Chassé par une offensive fulgurante des rebelles islamistes, Bachar al-Assad a fui la Syrie pour Moscou, mettant fin à près de 24 ans de règne autoritaire. Ce départ marque un tournant historique, clôturant un demi-siècle de domination du clan Assad sur la Syrie.
L’offensive, menée par Hayat Tahrir al-Sham (HTS), a balayé les forces loyalistes en moins de deux semaines, conquérant Alep, Hama, Deraa, Homs et enfin Damas. Ce triomphe rebelle survient après 14 années de guerre civile qui ont laissé le pays dévasté, causant près d’un demi-million de morts.
À Damas, des scènes de liesse ont éclaté, avec des manifestations contre le régime. Des symboles du pouvoir Assad ont été renversés, et le palais présidentiel pillé par les insurgés. Parallèlement, des milliers de Syriens en exil expriment leur espoir de rentrer au pays.

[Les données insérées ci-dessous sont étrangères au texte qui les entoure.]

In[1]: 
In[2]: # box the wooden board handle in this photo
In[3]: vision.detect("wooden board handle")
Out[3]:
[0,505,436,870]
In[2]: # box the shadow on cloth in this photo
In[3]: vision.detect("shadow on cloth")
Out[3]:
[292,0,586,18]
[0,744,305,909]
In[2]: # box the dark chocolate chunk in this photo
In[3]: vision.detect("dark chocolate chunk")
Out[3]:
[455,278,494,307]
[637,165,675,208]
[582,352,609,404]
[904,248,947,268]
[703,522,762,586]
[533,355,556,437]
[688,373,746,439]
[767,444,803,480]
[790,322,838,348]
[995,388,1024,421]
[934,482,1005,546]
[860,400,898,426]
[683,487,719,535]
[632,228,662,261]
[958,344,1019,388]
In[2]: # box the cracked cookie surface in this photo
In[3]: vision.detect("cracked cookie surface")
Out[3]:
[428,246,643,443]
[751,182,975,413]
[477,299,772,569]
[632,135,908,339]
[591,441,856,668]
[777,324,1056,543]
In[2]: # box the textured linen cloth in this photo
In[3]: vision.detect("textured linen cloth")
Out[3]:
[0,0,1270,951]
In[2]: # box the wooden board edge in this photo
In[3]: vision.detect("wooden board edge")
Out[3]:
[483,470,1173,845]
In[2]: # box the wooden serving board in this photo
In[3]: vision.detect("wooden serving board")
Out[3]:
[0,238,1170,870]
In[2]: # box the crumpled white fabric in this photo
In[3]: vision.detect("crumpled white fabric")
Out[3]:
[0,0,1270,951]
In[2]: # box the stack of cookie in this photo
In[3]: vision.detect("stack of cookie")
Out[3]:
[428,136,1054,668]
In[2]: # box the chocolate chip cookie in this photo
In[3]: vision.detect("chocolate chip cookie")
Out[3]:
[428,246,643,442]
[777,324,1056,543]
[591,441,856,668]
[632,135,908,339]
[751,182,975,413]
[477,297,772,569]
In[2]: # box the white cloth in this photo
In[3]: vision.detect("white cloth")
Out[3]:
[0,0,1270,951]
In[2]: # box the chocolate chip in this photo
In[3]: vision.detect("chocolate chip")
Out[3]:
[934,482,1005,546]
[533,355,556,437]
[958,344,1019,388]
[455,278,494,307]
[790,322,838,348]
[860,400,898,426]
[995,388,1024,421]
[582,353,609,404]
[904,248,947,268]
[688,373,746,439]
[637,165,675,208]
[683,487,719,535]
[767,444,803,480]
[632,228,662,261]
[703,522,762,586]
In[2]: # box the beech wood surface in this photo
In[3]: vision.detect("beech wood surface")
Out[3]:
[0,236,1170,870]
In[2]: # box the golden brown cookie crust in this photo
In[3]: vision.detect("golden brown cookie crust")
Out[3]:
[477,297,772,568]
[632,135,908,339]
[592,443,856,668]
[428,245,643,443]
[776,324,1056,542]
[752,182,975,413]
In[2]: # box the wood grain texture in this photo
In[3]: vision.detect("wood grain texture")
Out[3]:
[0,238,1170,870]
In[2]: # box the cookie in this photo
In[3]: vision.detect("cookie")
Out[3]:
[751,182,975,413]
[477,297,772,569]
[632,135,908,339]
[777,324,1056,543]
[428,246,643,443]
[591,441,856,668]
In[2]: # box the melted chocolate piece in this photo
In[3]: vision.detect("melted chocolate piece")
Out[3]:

Cependant, la communauté internationale reste prudente. Les rebelles de HTS, anciens affiliés d’Al-Qaïda, peinent à convaincre de leur rupture avec le djihadisme. Joe Biden a salué la chute d’Assad tout en avertissant contre les risques d’extrémisme.
Sur le terrain, la Russie et l’Iran, alliés historiques du régime, observent la transition avec méfiance. L’ONU appelle à protéger les droits de tous les Syriens et à garantir une réconciliation nationale durable.
Cette victoire, bien qu’historique, laisse une Syrie fragmentée et incertaine, face à l’énorme défi de sa reconstruction.